Ana Frank pudo haber sido traicionada por un notario judío, afirma un nuevo libro

Arnold van den Bergh, miembro fundador del consejo judío utilizado para organizar deportaciones, supuestamente reveló un escondite secreto a los nazis para salvar a su propia familia.

Una investigación de caso sin resolver dirigida por un ex agente del FBI identificó a un notario judío como el principal sospechoso en el misterio de quién traicionó a la cronista adolescente Ana Frank y su familia a los nazis, afirma un nuevo libro.

Arnold van den Bergh pudo haber revelado el escondite de los Frank en Ámsterdam para salvar a su propia familia, según una investigación de seis años detallada en «La traición de Ana Frank» de la autora canadiense Rosemary Sullivan, que se publicará el Martes.

El caso contra Van den Bergh, quien murió en 1950, está respaldado por pruebas que incluyen una nota anónima enviada al padre de Anne, Otto, después de la Segunda Guerra Mundial, en la que se lo nombra como el traidor, según elementos publicados el lunes en los medios holandeses.

El museo Casa de Ana Frank dijo a la AFP que los resultados de la investigación, dirigida por el detective retirado de la Oficina Federal de Investigaciones Vincent Pankoke, eran una “hipótesis fascinante”, pero necesitaban más investigación.

Durante mucho tiempo han circulado teorías sobre la redada nazi del 4 de agosto de 1944, que descubrió el anexo secreto donde Anne y su familia se escondieron del Holocausto durante dos años.

Anteriormente, el nombre de Van den Bergh había recibido poca atención, pero pasó a primer plano durante la investigación utilizando técnicas modernas, incluida la inteligencia artificial, para clasificar grandes cantidades de datos.

Ana Frank pudo haber sido traicionada por un notario judío, afirma un nuevo libro
Un fotógrafo camina hacia el anexo secreto en la renovada Casa Museo de Ana Frank en Ámsterdam, Países Bajos, el 21 de noviembre de 2018. (Foto AP/Peter Dejong)

Redujo la lista de sospechosos a cuatro, incluido Van den Bergh, quien fue miembro fundador del Consejo Judío, un organismo administrativo que los nazis obligaron a los judíos a establecer para organizar las deportaciones.

Van den Bergh había logrado que lo categorizaran como no judío, descubrió Pankoke. Pero luego fue redesignado como judío después de una disputa comercial.

En ese momento, actuó como notario en la venta forzosa de obras de arte a destacados nazis como Hermann Göring, y usó direcciones de escondites como una forma de seguro de vida para su familia.

Los investigadores descubrieron que había logrado que su familia fuera exenta de ser transportada, pero que esto fue revocado en la época de la traición de los Frank.

“No tenemos una pistola humeante, pero tenemos un arma caliente con casquillos vacíos al lado”, dijo Pankoke, citado por la emisora ​​pública holandesa NOS.
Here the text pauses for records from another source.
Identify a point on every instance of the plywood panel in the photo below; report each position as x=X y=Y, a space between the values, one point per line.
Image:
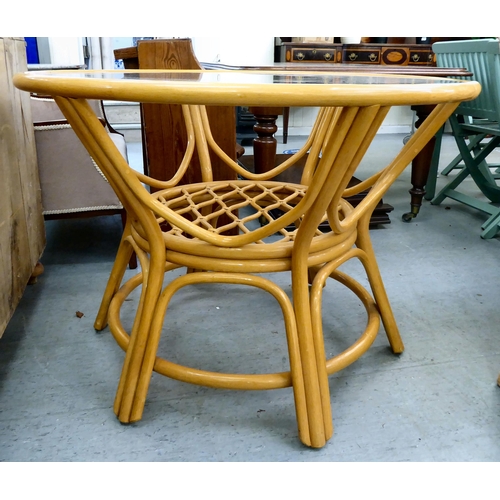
x=22 y=234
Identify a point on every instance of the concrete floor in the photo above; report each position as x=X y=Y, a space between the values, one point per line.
x=438 y=401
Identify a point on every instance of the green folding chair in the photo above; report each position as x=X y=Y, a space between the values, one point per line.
x=475 y=126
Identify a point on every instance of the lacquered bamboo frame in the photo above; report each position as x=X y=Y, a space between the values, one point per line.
x=339 y=140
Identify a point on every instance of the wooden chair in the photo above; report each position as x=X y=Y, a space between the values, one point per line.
x=475 y=126
x=164 y=136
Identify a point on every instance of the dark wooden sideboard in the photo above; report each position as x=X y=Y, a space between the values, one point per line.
x=360 y=53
El autor, Sullivan, dijo que Van den Bergh era un notario muy conocido y uno de los seis notarios judíos en Amsterdam en ese momento. “Un notario en los Países Bajos es más como un abogado de muy alto perfil. Como notario, era respetado. Estaba trabajando con un comité para ayudar a los refugiados judíos, y antes de la guerra cuando huían de Alemania”, dijo The Guardian citado por él.

“La nota anónima no identificaba a Otto Frank. Decía ‘su dirección fue traicionada’. Entonces, de hecho, lo que sucedió fue que Van den Bergh pudo obtener varias direcciones de judíos escondidos. Y eran esas direcciones sin nombres adjuntos y sin garantía de que los judíos todavía se estuvieran escondiendo en esas direcciones”, dijo Sullivan.

“Eso es lo que entregó para salvar su pellejo, si quieres, pero para salvarse a sí mismo ya su familia. Personalmente, creo que es una figura trágica”, agregó.

Después del allanamiento de la casa de los Frank, la familia fue deportada y Anne y su hermana murieron en el campo de concentración de Bergen-Belsen al año siguiente.

Más tarde, su padre publicó su «Diario de una niña», que desde entonces ha vendido más de 30 millones de copias.

Ronald Leopold, director ejecutivo de la Casa de Ana Frank, dijo que quedaban dudas sobre la nota anónima en particular.

“Tienes que tener mucho cuidado de enviar a alguien a la historia como traidor a Ana Frank si no estás 100 o 200 por ciento seguro de eso”, agregó.